From anti‑poaching project to PR firestorm
The story is a case study in how a volunteer conservation project can be sunk less by what it does on the ground than by how it performs online.
Vetpaw (Veterans Empowered to Protect African Wildlife) sent a six‑person team of US veterans to Tanzania to train park rangers. The deployment was accompanied by an Animal Planet film crew and a wave of social‑media content featuring one of the group’s members, Kinessa Johnson, posing with weapons and tactical gear. The images and videos started as gun‑industry and lifestyle content, but once relabelled as “anti‑poaching” material, they took on a different weight.
“Kill some bad guys,” and the government reaction
The turning point comes when Johnson’s tongue‑in‑cheek lines from a trade‑show interview go viral. In one clip, she says they are heading out “to do some anti‑poaching. Kill some bad guys and do some good.” In another, she talks about “hunting them down.” Those quotes, paired with posed photos, are picked up by blogs and mainstream outlets and circulated widely.

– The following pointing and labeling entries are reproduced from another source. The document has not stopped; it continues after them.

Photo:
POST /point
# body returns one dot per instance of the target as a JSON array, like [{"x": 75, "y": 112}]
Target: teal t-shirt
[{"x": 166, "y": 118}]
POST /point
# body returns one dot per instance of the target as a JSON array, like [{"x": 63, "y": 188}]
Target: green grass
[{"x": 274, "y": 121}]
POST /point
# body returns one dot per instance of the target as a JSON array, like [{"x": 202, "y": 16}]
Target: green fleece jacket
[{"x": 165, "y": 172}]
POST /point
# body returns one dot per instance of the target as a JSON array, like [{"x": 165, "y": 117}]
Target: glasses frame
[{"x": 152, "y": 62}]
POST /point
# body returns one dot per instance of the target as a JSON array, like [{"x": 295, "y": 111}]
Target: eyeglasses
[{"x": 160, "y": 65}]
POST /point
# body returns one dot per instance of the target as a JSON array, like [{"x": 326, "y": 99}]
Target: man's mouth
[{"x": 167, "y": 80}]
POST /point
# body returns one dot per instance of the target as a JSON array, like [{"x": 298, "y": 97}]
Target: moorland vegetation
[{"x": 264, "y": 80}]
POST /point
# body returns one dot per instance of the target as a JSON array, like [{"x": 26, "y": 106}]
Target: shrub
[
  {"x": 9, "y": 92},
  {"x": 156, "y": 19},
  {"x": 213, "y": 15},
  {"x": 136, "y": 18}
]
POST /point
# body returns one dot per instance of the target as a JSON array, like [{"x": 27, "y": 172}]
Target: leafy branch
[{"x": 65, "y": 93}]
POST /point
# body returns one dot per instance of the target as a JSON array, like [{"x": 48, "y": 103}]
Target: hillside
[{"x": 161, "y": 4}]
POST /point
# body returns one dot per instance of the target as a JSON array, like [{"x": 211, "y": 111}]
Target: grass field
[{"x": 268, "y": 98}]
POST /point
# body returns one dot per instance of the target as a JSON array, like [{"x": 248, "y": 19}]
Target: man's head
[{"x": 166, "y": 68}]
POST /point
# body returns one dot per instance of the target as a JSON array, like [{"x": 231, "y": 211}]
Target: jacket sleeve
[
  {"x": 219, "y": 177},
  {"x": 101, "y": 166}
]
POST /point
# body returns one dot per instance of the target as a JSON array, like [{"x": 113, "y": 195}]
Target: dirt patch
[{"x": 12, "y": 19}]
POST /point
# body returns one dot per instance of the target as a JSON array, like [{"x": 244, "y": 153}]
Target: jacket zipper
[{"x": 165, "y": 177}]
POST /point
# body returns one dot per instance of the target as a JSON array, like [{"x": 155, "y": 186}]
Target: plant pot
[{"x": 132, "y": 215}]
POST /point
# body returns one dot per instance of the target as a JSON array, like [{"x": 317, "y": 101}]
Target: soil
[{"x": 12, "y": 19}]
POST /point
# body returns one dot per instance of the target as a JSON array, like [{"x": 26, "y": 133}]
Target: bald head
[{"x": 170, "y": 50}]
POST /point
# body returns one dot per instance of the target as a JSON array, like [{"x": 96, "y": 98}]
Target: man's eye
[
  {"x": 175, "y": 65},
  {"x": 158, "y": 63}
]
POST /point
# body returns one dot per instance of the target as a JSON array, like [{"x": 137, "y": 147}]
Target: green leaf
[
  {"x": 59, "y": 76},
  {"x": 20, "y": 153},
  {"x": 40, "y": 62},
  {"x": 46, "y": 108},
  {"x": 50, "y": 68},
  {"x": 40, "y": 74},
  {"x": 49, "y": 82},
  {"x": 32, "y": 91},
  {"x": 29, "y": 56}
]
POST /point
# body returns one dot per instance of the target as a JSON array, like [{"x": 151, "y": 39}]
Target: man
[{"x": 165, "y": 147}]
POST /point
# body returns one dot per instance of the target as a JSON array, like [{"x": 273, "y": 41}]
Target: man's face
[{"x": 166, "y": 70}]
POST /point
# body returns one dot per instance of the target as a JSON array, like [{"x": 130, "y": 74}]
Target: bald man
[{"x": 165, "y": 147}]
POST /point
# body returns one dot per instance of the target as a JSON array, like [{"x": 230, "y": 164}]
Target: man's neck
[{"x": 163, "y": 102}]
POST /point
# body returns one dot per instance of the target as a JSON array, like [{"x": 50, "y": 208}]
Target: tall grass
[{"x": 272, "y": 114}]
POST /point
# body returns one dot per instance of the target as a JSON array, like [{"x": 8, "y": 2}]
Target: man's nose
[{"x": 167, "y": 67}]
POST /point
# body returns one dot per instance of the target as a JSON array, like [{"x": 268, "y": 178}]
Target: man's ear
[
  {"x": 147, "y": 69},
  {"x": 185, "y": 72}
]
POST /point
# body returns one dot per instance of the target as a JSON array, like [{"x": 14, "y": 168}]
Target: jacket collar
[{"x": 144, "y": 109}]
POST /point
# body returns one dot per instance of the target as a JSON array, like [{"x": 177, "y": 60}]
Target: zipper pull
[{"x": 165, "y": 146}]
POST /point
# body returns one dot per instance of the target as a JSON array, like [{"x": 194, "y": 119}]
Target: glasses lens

Tanzanian officials, suddenly faced with images of foreign veterans talking casually about killing people on their soil, move to shut things down. At a press conference in Dar es Salaam, the country’s tourism and natural resources minister, flanked by uniformed rangers Vetpaw had been training, says he is “saddened” by the posts circulating. The government orders the team to leave; by early May, the veterans are reported to be out of the country.
A mission framed as “training rangers” on the ground was being sold online as a chance to “kill bad guys” and “hunt them down”
Fractures inside the anti‑poaching world
The piece also captures how the controversy played within the veteran and conservation communities. Some veterans already working in anti‑poaching were angered by the tone of the Vetpaw coverage. Others worried that talk of “hunting” poachers would make it harder to build trust with African partners.
Rosie Plaia, who runs another anti‑poaching support group with longer experience in Africa, says she tried to warn Vetpaw early on that the social‑media strategy would backfire. She recalls being told that “even bad publicity is good publicity” because it raises awareness, and pushing back: sometimes bad publicity is just bad. Her account underlines a tension between those who treat anti‑poaching as a media platform and those who treat it as slow, political work.
The collision here is not only about PR, but about power. When foreign veterans talk casually about “killing bad guys” in rural Tanzania, it turns local people living alongside wildlife into enemy targets in someone else’s action story. That white‑saviour framing strips neighbors of their own politics and history, and it invites audiences in the global north to see communities as obstacles rather than as people whose lives are on the line. It does little for rhinos or elephants. What it reliably produces is anger, distrust, and another layer of resentment between north and south, which makes long-term protection work harder, not easier.